Create a Dataproc cluster by using the gcloud CLI

This page shows you how to use the Google Cloud CLI gcloud command-line tool to create a Dataproc cluster, run a Apache Spark job in the cluster, then modify the number of workers in the cluster.

You can find out how to do the same or similar tasks with Quickstarts Using the API Explorer, the Google Cloud console in Create a Dataproc cluster by using the Google Cloud console, and using the client libraries in Create a Dataproc cluster by using client libraries.

Before you begin

Sign in to your Google Cloud account. If you're new to Google Cloud, create an account to evaluate how our products perform in real-world scenarios. New customers also get $300 in free credits to run, test, and deploy workloads.

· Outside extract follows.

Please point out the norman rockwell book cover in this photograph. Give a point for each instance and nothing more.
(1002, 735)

Install the Google Cloud CLI.

Note: If you installed the gcloud CLI previously, make sure you have the latest version by running gcloud components update.

If you're using an external identity provider (IdP), you must first sign in to the gcloud CLI with your federated identity.

To initialize the gcloud CLI, run the following command:

gcloud init

Create or select a Google Cloud project.

Roles required to select or create a project

Select a project: Selecting a project doesn't require a specific IAM role—you can select any project that you've been granted a role on.
Create a project: To create a project, you need the Project Creator role (roles/resourcemanager.projectCreator), which contains the resourcemanager.projects.create permission. Learn how to grant roles.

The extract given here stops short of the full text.